It’s no secret that the last year, and indeed the last few years, have been quite difficult for small business owners. While that’s true, a new study by Toronto-Dominion Bank (TSX:TD) has found it’s been even harder for solopreneurs. These are entrepreneurs who are the only employees of their business. And these business owners are quite pessimistic about the future.
Today, let’s look at how solopreneurs can stop fearing the future of their business, prepare for it, and thrive!
What the study found
The new survey by TD Insurance found that these solopreneurs were the least optimistic about their business’s future. Only 55% saw their business lasting beyond the next decade compared to 70% of small business owners with more than one employee.
The main issue was that these solopreneurs weren’t protecting their businesses to survive.
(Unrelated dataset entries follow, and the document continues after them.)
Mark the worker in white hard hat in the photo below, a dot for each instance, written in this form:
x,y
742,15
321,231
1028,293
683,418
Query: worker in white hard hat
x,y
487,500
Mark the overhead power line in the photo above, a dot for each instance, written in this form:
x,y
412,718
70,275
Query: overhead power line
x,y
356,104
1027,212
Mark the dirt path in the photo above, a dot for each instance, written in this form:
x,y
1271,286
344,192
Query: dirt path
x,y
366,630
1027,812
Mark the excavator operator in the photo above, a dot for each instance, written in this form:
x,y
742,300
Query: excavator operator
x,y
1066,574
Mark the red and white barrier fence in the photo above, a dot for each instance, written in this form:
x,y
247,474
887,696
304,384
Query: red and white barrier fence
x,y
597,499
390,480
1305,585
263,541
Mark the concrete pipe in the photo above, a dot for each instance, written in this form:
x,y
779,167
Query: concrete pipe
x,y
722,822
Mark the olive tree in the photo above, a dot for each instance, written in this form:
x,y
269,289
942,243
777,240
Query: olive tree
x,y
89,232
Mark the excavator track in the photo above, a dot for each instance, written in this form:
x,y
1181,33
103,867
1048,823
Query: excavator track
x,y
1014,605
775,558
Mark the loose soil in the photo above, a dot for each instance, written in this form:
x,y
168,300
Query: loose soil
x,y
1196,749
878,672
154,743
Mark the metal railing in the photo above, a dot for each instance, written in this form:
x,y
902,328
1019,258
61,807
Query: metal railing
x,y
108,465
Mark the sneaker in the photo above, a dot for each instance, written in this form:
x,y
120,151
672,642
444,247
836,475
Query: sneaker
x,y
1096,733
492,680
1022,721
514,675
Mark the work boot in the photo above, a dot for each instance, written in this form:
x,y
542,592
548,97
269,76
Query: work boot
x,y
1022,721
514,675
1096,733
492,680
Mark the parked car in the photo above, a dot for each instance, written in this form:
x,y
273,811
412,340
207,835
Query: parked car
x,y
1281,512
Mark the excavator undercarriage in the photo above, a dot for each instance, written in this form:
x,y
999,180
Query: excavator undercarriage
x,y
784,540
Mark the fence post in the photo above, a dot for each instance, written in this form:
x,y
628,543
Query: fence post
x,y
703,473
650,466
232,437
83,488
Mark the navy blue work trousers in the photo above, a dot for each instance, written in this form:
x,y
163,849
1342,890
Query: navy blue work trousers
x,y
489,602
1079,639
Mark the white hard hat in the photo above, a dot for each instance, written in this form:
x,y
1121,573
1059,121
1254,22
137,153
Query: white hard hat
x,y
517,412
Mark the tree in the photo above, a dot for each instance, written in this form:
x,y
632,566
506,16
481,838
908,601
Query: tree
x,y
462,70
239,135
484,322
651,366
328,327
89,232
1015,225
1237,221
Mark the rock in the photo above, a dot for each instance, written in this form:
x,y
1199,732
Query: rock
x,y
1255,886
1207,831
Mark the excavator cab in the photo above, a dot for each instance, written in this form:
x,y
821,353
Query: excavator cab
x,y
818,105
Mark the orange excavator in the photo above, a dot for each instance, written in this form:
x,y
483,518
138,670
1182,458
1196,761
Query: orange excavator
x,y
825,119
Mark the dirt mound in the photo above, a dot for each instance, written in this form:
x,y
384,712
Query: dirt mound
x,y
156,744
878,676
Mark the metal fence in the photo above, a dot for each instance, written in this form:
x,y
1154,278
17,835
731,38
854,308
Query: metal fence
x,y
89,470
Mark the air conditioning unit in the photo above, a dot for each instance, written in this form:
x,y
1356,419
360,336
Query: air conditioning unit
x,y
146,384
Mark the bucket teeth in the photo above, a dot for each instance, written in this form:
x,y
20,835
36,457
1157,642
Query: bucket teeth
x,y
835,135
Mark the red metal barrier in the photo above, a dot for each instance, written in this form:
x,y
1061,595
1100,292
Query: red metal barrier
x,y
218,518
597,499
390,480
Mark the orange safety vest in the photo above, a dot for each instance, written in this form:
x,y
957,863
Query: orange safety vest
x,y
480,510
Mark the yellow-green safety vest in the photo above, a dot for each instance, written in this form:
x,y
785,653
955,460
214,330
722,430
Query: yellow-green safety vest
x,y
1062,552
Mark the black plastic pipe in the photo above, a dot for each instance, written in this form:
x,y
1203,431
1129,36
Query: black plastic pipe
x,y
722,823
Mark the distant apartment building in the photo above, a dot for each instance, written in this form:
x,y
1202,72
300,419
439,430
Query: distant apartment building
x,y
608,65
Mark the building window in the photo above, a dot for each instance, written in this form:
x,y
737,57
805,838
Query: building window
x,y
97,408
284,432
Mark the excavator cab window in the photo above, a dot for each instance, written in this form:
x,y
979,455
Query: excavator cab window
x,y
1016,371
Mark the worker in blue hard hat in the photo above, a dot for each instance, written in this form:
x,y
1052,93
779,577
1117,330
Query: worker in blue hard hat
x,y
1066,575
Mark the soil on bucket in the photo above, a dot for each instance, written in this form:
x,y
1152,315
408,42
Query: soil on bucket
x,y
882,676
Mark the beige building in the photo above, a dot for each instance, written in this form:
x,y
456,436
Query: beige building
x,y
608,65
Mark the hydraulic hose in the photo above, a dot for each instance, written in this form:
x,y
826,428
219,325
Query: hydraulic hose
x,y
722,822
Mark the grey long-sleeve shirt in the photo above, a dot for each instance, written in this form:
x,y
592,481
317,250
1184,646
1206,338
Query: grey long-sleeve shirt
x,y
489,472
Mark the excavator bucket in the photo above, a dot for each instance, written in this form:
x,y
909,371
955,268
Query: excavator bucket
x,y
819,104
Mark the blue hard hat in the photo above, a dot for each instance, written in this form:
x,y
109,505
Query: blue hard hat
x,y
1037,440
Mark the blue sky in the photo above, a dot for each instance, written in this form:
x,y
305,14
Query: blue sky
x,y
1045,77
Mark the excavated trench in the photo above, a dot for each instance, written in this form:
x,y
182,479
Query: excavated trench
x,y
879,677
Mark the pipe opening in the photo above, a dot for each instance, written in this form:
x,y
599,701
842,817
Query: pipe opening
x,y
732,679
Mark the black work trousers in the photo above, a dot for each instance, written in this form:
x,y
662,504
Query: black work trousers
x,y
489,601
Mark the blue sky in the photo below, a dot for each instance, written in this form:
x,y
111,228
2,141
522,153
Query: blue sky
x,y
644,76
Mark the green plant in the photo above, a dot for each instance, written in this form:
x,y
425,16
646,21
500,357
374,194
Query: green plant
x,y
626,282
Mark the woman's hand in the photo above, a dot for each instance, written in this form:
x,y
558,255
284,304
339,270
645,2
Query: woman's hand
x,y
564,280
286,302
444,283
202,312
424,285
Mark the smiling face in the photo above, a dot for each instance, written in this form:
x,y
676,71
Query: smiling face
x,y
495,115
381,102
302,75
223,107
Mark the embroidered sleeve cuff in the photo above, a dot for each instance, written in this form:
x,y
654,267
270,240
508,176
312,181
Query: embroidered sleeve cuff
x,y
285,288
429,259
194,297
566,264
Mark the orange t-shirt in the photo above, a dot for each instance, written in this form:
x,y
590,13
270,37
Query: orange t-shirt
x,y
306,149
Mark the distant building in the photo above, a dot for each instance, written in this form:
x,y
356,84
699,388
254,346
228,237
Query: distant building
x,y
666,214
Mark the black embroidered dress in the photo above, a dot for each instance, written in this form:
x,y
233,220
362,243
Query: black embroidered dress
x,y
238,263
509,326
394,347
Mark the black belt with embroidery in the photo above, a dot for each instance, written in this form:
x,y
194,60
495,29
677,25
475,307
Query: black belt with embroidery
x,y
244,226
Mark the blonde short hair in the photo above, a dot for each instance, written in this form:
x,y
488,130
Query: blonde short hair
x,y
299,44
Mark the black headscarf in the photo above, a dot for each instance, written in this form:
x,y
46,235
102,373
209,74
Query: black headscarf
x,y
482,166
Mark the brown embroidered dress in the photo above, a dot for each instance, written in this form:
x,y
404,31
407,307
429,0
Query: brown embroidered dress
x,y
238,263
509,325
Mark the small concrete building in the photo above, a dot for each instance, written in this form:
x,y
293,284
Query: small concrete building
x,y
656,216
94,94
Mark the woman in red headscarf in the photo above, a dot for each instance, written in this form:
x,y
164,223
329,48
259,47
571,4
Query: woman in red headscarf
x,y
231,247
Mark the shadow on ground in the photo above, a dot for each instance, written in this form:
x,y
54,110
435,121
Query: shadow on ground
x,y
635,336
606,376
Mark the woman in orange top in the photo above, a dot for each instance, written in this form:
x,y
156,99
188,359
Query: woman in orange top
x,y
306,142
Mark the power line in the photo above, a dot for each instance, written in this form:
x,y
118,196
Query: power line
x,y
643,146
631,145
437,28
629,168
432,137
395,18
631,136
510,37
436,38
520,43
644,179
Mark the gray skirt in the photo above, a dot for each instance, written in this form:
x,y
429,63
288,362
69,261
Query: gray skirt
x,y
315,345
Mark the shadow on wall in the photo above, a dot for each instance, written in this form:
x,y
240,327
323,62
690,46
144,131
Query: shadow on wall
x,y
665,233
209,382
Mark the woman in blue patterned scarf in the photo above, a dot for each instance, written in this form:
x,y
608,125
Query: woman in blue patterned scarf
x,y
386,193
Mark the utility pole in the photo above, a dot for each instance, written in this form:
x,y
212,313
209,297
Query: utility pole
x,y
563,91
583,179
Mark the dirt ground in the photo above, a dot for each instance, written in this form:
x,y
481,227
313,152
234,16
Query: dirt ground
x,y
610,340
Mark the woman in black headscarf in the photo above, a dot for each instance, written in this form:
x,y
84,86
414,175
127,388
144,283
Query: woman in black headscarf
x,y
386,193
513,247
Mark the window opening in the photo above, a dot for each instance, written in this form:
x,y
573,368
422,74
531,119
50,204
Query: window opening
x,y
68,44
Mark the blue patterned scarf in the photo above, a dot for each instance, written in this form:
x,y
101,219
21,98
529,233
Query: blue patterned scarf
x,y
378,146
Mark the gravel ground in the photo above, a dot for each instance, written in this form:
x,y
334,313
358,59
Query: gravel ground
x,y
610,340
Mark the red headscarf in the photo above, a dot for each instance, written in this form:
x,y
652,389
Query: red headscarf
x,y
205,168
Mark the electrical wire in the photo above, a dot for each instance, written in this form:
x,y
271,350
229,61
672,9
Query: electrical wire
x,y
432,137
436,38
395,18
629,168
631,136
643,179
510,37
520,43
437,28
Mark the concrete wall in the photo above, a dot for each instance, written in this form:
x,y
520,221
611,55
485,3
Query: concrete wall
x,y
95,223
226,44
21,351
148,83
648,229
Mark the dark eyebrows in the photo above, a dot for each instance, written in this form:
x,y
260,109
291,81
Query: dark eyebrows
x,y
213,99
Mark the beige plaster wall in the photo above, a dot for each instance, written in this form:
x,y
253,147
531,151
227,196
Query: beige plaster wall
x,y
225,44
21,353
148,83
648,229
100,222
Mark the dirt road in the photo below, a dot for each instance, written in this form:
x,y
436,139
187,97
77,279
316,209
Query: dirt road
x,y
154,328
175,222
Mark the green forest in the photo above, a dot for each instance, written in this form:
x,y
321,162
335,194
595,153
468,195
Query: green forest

There was little protection from unexpected events, events that could impact whether the company survives or thrives. In fact, only 33% of companies were insured.
Furthermore, 46% felt coverage wasn’t necessary, as they were the only employee. Solopreneurs also admitted that they held a weak understanding of insurance coverage at 41%, with 63% being less likely to speak with an insurance advisor.
Start protection!
Whether you’re a hair stylist going house to house, a carpenter doing odd jobs, or even an online solopreneur, get insurance. There are many reasons why, but in the end, you’re protecting your business and yourself.
Solopreneur insurance protects your business, your assets, and even your own personal finances. You could end up facing huge losses from lawsuits, property damage, or even medical expenses if you’re not covering yourself.
Types of coverage should include items such as professional liability insurance to protect against lawsuits. Liability insurance is for property damage or injuries. Business property insurance protects you if you lose items in a fire. There’s also health insurance, disability insurance, and even cyber liability in the case of a data breach. Bad things like these are possible and can cost you significantly.
Create an emergency fund
For items not covered by insurance, it’s also quite important to have some cash set aside to prepare for an emergency. This could include opening up a Tax-Free Savings Account (TFSA) to create an emergency fund for your business.
You should aim to create at least three to six months of operational expenses. This would mean creating a budget and putting aside cash just as you would for your own home emergency fund. However, you can also achieve this amount sooner by investing in safe, reliable stocks, bonds, and Guaranteed Investment Certificates.
A great choice right now would be a bank such as TD stock. Shares are down but recovering as we may be exiting this bear market. Shares are down 5% in the last year but up 5% in the last month alone. Yet it still trades at 10.89 times earnings, with a dividend of 4.59% as of writing to add more income. So, prepare now and stop fearing the future! In fact, you could thrive in it.